The Ramsey County Attorney’s Office charged Sebastian Jenkins, 52, with first- and third-degree criminal sexual conduct and false imprisonment on Monday. Jenkins reportedly kept the teen in his St. Paul apartment between Jan. 30 and Feb. 2, preventing her from leaving while sexually assaulting them at least a dozen times.

Another 15-year-old, who was reported missing, witnessed the assault — and prosecutors say Jenkins also coerced that teen into sex.

According to the charging documents and search warrants:

Officers were called Feb. 2 to Wendy’s on University Avenue West for reports of a potential kidnapping and sexual assault. There they met a 15-year-old girl who appeared “highly traumatized.” She had burn marks on her stomach, fresh slash marks on her right wrist, and told officers that she was kept captive and sexually assaulted.

The girl explained that she and another 15-year-old teen, identified as AN, ran away from a shelter program that provides supportive services for at-risk youth. The victim’s mother believes they left at around 10 p.m. on Jan. 30. The teens met Jenkins and another man at a gas station, and the men offered to party and get them high. The teens rode in the men’s car and smoked methamphetamine before going to Jenkins’ apartment.

They all had sex, the girl told police, before Jenkins pulled her aside and said ” I don’t think I want you guys to leave.” She responded “OK” because she did not think he was serious. The next day she said Jenkins got her and AN high with meth again before having sex with them, burning her with a lighter and meth bubbles during intercourse.

Although the girl tried to leave the apartment, Jenkins would not let her leave.
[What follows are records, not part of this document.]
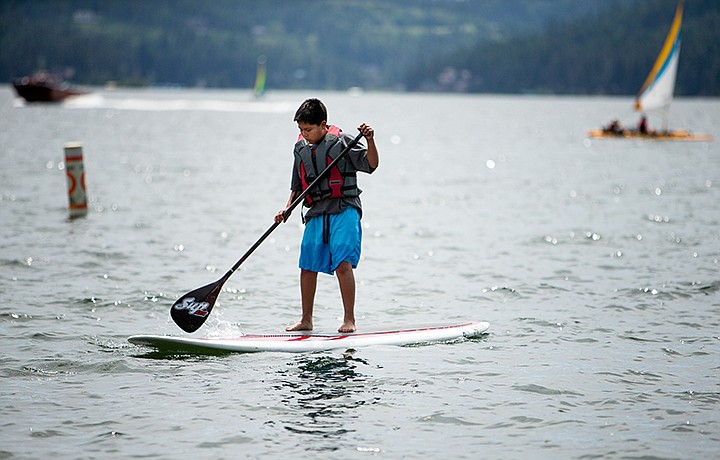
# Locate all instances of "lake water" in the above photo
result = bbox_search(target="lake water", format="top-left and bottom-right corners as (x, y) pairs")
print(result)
(0, 86), (720, 459)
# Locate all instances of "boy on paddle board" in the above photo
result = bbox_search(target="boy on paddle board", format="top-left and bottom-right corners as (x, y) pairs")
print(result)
(275, 99), (379, 332)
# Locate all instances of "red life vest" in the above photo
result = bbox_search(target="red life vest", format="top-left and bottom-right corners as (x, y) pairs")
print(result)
(295, 125), (360, 206)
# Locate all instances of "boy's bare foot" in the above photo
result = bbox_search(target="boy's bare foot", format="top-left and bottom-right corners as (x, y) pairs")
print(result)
(338, 321), (357, 332)
(285, 321), (312, 332)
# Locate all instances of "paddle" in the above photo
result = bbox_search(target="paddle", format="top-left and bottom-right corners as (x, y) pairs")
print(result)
(170, 129), (362, 332)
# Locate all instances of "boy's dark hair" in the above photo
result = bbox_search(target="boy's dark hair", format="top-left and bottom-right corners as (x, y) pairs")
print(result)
(293, 98), (327, 125)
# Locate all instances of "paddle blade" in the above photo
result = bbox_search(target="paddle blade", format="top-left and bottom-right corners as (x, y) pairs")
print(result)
(170, 280), (223, 332)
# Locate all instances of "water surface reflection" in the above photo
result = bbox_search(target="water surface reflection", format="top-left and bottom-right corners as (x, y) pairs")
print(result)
(274, 350), (380, 438)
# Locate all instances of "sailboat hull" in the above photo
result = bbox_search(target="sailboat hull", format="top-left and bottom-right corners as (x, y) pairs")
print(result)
(587, 129), (713, 142)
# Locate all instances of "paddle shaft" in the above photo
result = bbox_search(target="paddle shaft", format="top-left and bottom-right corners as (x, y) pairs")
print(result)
(222, 129), (362, 282)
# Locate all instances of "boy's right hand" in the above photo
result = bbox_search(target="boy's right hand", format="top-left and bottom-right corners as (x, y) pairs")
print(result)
(275, 209), (290, 224)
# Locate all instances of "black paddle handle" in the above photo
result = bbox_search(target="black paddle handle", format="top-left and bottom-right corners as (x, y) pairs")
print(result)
(223, 133), (362, 280)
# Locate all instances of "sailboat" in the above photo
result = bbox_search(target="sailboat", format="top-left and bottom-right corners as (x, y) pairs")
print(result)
(588, 0), (712, 141)
(253, 55), (267, 98)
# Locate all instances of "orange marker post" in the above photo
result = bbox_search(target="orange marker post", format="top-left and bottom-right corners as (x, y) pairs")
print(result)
(65, 142), (87, 219)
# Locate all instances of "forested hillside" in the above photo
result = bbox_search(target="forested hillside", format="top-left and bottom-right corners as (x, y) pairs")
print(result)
(406, 0), (720, 96)
(0, 0), (720, 95)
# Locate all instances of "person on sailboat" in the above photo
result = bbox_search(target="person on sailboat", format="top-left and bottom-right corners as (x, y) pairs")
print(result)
(603, 118), (625, 136)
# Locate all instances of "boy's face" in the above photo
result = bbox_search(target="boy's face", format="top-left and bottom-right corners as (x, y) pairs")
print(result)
(298, 121), (327, 144)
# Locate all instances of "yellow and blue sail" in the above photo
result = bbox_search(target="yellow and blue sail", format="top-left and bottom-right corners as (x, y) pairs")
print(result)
(253, 56), (267, 97)
(635, 0), (683, 112)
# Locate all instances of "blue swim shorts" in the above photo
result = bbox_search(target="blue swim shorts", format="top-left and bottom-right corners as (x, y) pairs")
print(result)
(299, 206), (362, 275)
She took Jenkins’ phone and tried messaging people for a ride, but said that Jenkins found out and yelled at her. That’s when the girl said she cut herself with one of his kitchen knives. The act “freaked him out” and prompted Jenkins to walk her out of his apartment. Surveillance video showed him walking out with both teens and returning with AN.

She then called her mother and told her she had been kidnapped and sexually assaulted multiple times, and that AN was still in the apartment.

The first teen estimates that Jenkins sexually assaulted her a dozen times during the four days she was held captive in his apartment. She told police that sex would sometimes begin with her consent, but said Jenkins would refuse to stop when she told him to.

Officers went to Jenkins’ apartment within an hour of the teen’s escape. He refused to open the door without a warrant, and said he was the only occupant inside. Authorities entered after returning with a valid warrant, finding Jenkins inside with AN and numerous items that included a black and silver knife, four comforters, and multiple backpacks with personal items.

Jenkins was arrested, telling police that he met AN at a gas station and allowed her to stay because he had been homeless before. He admitted to being with a friend at the time, but claimed that he forgot their name. Authorities are still searching for that man. Jenkins denied using drugs or having sex with AN, adding that nobody else was in his apartment while the teen was there.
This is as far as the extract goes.